Building capacity in member states
The Council of Europe Information Society Programme has implemented in the on-gong decade over 20 projects in member states and partner countries promoting media freedom. The aim is to foster an enabling environment for freedom of expression taking into account the challenges of a changing media environment. The projects provide human rights expertise and assistance to media and new-media actors, as well as guidance to governments and regulatory authorities in target countries.
Since 2016 a special dialogue was established with national mechanisms to protect journalists, such as ombudsman institutions, press commissioners and non-governmental organisations in order to exchange good practices and strengthen national capacities to promote the safety of journalists.

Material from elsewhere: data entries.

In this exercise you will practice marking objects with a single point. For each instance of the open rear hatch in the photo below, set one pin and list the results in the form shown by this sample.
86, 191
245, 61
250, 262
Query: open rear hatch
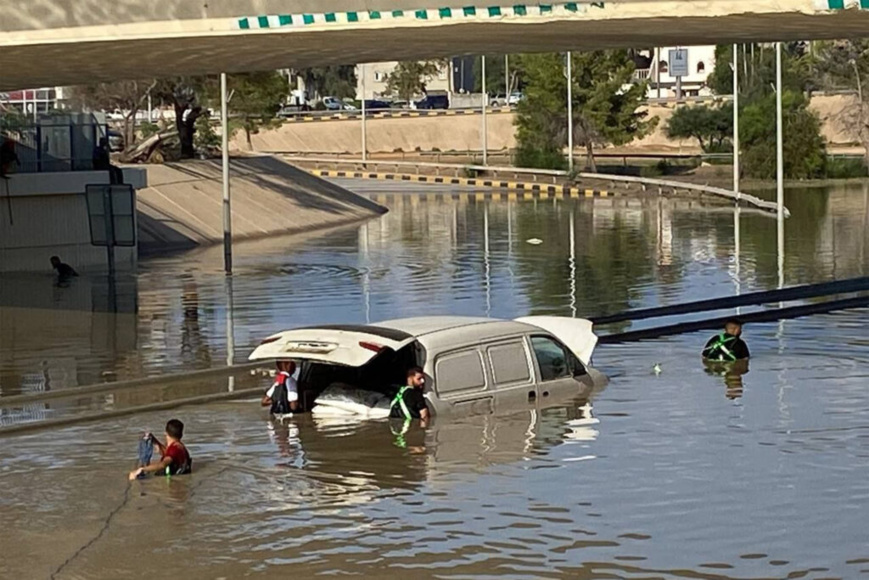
345, 345
575, 333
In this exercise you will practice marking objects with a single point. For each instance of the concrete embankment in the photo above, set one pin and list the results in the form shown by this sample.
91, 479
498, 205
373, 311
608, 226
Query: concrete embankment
183, 203
462, 133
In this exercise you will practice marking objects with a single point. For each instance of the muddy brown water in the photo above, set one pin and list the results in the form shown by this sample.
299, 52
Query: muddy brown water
681, 474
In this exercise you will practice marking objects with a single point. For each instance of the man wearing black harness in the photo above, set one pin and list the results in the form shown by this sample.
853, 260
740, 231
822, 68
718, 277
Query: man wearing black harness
409, 402
727, 346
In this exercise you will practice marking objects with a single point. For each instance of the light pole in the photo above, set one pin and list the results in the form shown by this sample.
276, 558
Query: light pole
569, 112
227, 213
484, 98
364, 134
779, 169
735, 66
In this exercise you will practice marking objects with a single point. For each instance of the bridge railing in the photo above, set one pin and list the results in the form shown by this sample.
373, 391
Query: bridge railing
554, 176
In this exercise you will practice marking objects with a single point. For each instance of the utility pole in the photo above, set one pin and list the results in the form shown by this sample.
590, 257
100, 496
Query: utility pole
779, 169
227, 213
364, 134
736, 121
569, 112
484, 101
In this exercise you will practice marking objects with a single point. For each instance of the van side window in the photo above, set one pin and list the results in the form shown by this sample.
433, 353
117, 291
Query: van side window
460, 371
509, 363
551, 358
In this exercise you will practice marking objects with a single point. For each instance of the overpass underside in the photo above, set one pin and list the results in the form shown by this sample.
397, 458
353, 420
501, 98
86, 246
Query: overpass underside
65, 42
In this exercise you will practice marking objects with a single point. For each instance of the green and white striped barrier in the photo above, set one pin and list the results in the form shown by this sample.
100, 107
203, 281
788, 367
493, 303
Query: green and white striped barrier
462, 13
841, 4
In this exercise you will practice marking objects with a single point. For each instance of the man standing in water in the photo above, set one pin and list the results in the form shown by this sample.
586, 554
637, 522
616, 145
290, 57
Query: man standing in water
283, 396
409, 402
174, 460
727, 346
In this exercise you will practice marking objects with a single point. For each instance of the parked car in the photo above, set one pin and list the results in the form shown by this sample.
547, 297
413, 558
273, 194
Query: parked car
336, 104
503, 100
434, 101
472, 365
372, 104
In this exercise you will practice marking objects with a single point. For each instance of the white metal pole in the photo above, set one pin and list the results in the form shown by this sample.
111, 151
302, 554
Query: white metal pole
736, 121
364, 133
780, 192
484, 102
569, 112
227, 214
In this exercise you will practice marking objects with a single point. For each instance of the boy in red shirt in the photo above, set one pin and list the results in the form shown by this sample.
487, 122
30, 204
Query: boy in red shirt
174, 458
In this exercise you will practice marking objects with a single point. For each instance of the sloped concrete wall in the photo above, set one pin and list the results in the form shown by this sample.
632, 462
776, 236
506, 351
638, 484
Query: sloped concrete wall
182, 207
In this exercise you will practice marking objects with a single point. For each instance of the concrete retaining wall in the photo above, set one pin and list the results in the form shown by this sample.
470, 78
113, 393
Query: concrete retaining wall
183, 203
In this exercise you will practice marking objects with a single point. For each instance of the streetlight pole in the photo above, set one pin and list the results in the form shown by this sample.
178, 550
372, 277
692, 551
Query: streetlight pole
227, 213
569, 112
779, 170
736, 121
484, 98
364, 134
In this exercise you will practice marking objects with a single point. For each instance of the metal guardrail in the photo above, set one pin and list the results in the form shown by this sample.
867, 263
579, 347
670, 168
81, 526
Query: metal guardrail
644, 182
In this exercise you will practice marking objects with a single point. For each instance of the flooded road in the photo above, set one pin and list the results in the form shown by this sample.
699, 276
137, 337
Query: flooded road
681, 474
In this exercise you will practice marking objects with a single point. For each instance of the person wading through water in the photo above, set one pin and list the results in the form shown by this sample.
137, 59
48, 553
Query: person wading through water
409, 403
727, 346
283, 396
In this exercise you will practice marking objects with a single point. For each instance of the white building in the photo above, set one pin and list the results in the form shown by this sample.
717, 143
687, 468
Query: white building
701, 63
375, 75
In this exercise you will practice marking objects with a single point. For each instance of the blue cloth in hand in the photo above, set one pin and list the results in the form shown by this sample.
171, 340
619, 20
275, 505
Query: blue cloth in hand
146, 451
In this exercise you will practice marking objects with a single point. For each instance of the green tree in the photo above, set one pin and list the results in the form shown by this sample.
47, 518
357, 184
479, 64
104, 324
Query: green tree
410, 78
184, 94
126, 97
334, 81
495, 79
254, 99
712, 127
845, 64
606, 105
804, 148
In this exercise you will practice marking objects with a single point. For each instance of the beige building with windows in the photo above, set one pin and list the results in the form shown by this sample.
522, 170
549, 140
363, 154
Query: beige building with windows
374, 75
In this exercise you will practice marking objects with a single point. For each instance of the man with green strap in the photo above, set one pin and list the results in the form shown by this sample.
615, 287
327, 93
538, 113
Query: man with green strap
727, 346
409, 402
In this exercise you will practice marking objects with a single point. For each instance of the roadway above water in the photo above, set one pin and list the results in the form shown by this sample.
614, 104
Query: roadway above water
682, 474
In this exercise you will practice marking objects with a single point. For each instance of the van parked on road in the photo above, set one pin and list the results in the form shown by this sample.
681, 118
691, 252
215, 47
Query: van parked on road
472, 365
434, 100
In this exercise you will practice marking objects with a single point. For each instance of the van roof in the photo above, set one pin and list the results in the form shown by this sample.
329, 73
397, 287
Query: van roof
420, 326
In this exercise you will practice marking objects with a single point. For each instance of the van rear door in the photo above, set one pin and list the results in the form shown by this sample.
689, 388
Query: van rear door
345, 345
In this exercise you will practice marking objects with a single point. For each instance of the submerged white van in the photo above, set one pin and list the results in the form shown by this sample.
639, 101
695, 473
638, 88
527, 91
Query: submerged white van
472, 365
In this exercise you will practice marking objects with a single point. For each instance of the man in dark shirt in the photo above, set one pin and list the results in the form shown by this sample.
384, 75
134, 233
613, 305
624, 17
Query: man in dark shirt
64, 271
727, 346
409, 402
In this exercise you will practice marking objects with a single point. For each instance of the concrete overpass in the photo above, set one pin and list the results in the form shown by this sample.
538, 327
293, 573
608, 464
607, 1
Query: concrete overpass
57, 42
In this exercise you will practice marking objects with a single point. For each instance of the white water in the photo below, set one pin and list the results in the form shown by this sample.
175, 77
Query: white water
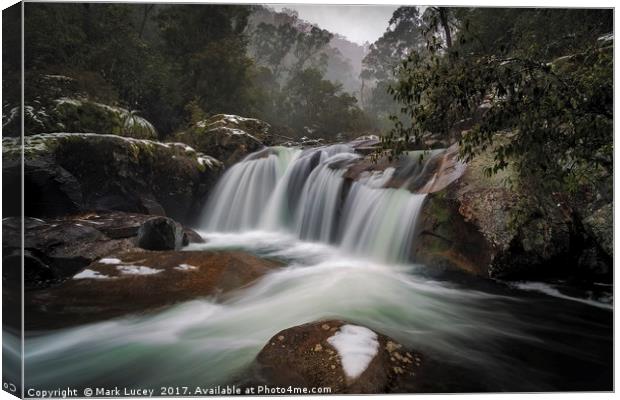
345, 256
305, 193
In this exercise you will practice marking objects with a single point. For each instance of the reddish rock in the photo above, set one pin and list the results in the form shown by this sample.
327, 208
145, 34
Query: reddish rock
142, 281
302, 356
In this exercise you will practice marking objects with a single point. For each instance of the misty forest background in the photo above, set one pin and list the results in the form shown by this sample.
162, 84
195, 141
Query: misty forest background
536, 84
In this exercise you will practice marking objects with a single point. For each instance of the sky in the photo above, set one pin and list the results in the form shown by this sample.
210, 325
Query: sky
359, 23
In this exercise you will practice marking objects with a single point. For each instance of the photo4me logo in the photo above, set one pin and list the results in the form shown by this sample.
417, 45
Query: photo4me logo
172, 391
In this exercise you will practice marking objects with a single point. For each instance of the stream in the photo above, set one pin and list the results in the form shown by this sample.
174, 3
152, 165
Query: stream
346, 257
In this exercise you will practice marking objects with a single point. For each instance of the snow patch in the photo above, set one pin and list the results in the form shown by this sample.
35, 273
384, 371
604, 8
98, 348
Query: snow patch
110, 261
357, 346
186, 267
137, 270
90, 274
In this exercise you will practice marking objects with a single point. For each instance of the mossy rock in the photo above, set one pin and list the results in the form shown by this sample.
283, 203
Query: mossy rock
229, 138
109, 172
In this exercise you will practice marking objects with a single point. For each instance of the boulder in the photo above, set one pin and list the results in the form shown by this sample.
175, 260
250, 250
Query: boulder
160, 233
56, 103
228, 138
68, 173
138, 281
470, 225
344, 357
56, 249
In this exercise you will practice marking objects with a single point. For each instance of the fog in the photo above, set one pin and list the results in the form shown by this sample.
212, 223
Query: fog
359, 23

Council of Europe acts as a Europe-wide platform for dialog and exchange of best practices for press freedom as reinforced by initiatives below.
Co-organised by the Council of Europe, the European Broadcasting Association and the Czech Parliament in November 2016 in Prague, the conference "Public Service Media and Democracy" discussed the role of parliaments in protecting the media, as well as the present and future of the public-service media in the region.
In March 2017 a conference focussed on “Promoting dialogue between the ECtHR and the media freedom community” was organised in Strasbourg in partnership with the European Centre for Press and Media Freedom.
The conference “Freedom of Expression Online”, held in Nicosia in partnership with the Supreme Court of Cyprus reflected on the challenges faced by Courts when applying freedom of expression and rule of law standards to an environment of constant technological evolution.
Developing new policies
The Steering Committee on Media and Information Society (CDMSI), the Council of Europe specialised expert body, currently undertakes policy reflections geared towards enhancing a pluralist media landscape, transparency of media ownership, diversity of media content, inclusiveness in public service media and gender equality in media coverage of election campaigns.